The gaps between quality first basemen in New York Mets history are quite slim. Even though it took until Keith Hernandez in the 1980s for them to have one of the best at the position in baseball, the Mets got by with a mix of different options in the 1970s. They’ve pulled off some fantastic trades to acquire a player at the position. What about the failures?
There is one Mets trade that stands out more than any other as the worst for a first baseman. Between the 2001 and 2002 season, the Mets swapped pitcher Kevin Appier for first baseman Mo Vaughn.
The worst Mets trade for a first baseman is the one for Mo Vaughn
Vaughn missed the entire 2001 season due to injury. This should have been enough for the Mets to look elsewhere to fill the position. The Anaheim Angels were willing to part with the 1995 MVP after two seasons on their roster where Vaughn slashed .276/.362/.503 with 69 home runs.
A talented slugger in his prime, the Mets immediately saw decline in 2002. He batted .259/.349/.456 with 26 home runs.
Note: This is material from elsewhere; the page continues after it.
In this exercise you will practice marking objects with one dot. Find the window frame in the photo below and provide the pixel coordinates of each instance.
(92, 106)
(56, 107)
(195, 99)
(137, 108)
It was far less than what he had been doing. From 1993-2000, Vaughn only failed to reach 100 RBI twice. Once was in the strike shortened 1994 campaign. The other year was in 1997 when he finished with 96.
Vaughn would go on to play only 27 games for the Mets in 2003. He batted .190/.323/.329 and knocked just 3 more home runs. It was a colossal failure. The team would be on the hook for another $17.16 million on his 2004 contract. He wouldn’t play a single game for them all year.
Meanwhile, Appier seemed happy to return to the American League where he’d spend 15 of his 16 MLB seasons. He was a good pitcher for the Mets in 2001, going 11-10 with a 3.57 ERA. On the 2002 Angels he’d go 14-12 with a 3.92 ERA. He wasn’t brilliant for the Angels, but when we consider they won the World Series in his first year with the team, Anaheim has to get the far greater advantage in this trade.
The weakness of this Mets trade is more about Vaughn’s weakening performance and absence from the field in the final two years of his deal. Overpriced veterans were a theme of the roster in those years. Vaughn was one of several.